Haiti, in particular Port-au-Prince, is up shit creek, to put it crassly. Every day is certainly an unimaginable horror for the poor residents of this broken city; I cannot imagine it.
And as surely as you will find a celebrity speaking out at a Hollywood awards show about how devastated she/he feels about those affected by a natural disaster, you will encounter individuals imploring those of us spared the horror to be thankful for what we have in our own lives. More than that, these people urge us to put into perspective the problems we encounter on a day-to-day basis in our own countries.
702 Talk Radio presenter, John Robbie, is just the latest of these ‘social commentators’ to do so. Yesterday, he remarked “how lucky we are” in South Africa where “we sit and we moan and complain and whinge" about potholes, call centres, Julius Malema etc. He said that this is a ‘reality check’ for us.
Is it not disingenuous to believe that when presented with the unlivable conditions in which the victims of a disaster of this scale must survive, we must reflect on our own good fortune? Do we really have to be extra grateful for what we have because others’ lives are destroyed?
I know I live a good life in South Africa, by and large. I live in a nice flat, eat nice food, do nice things for entertainment, go to nice places, and more.
My life is nice and it is so for two reasons: I got a good start in life, thanks to my parents, who could afford to send me to school and to university, feed me nutritiously, clothe me well, and pay for hockey sticks, squash rackets and piano lessons. The other reason my life is nice is because I work hard to keep it that way. I try to do my job well enough that I don’t become unemployed; I pay my bond, levy, medical insurance, rates and taxes. I try interact with people with a level of decency I hope would be reciprocated.
There are, however, other reasons my life is nice:
I constantly look around me when I am driving anywhere to ensure that I’m not being followed in order to hijacked/killed for my possessions, as regularly happens in South Africa.
I don’t walk around anywhere at night for the same reason mentioned above.
I accept that police will not come out if I call them for anything less than the report of murder.
I ignore the nagging and valid concern that at any moment, electricity might become too pricy and too scarce a commodity to gain access to.
I rarely ponder the implications of the unrealistically early implementation of a National Health Insurance scheme when it has neither the resources nor the capacity to function in place of private health.
I choose not to interrogate the plummeting level of education and the accompanying scarce skills shortage in my country.
I forget that millions of my country’s inhabitants live in shacks with no basic sanitation, and really have no prospects for a better life.

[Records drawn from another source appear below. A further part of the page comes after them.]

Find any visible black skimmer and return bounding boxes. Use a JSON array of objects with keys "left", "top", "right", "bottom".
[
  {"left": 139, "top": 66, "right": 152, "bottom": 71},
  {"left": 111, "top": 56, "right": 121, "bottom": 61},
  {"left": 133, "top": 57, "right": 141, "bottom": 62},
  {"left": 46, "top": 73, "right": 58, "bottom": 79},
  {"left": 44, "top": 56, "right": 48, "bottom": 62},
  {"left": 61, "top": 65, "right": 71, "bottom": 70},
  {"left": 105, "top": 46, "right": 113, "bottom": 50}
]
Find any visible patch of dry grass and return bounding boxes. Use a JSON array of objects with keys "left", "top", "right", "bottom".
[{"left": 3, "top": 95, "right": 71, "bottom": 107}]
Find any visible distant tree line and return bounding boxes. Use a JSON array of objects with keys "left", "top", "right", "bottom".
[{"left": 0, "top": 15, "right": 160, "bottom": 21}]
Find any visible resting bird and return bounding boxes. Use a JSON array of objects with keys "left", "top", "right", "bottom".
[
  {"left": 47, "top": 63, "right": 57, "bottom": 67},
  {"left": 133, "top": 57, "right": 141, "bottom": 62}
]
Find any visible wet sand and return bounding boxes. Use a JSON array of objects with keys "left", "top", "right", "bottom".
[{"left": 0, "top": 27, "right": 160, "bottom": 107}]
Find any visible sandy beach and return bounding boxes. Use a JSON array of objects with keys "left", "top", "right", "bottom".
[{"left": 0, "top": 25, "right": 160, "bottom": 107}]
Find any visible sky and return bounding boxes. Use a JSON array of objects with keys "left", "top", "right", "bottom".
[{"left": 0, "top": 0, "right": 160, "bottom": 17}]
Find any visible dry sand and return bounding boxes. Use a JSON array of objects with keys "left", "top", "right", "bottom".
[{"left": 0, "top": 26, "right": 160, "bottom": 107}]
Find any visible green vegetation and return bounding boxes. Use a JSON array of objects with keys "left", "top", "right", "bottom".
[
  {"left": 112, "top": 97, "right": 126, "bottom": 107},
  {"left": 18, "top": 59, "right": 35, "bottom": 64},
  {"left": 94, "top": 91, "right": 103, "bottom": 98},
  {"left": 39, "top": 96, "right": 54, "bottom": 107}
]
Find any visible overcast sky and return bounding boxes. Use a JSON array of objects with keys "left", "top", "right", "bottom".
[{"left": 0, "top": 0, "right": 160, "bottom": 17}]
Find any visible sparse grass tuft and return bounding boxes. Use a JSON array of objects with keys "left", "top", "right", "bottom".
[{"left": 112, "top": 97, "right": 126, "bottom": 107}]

This willingness not to think too much makes my life nice. I certainly don’t need inane urging by John Robbie to think how much worse it could be. I know that people starve in my country every day, and die of illnesses that could be treated in places with better access to health care.
This kind of gratefulness we’re told we should feel lasts around a day – then what? Feeling sorrow for the desperate people of Haiti does not have to overshadow the enormous problems South Africa faces. Perhaps a call centre that does work or a road sans potholes will foster positive sentiment, and maybe that’s a start. Perhaps I’m just naïve.
Moneyweb has published a good article on the issue of donations for poor countries in crisis. Provocatively titled “Don’t give money to Haiti”, this article is worth a read.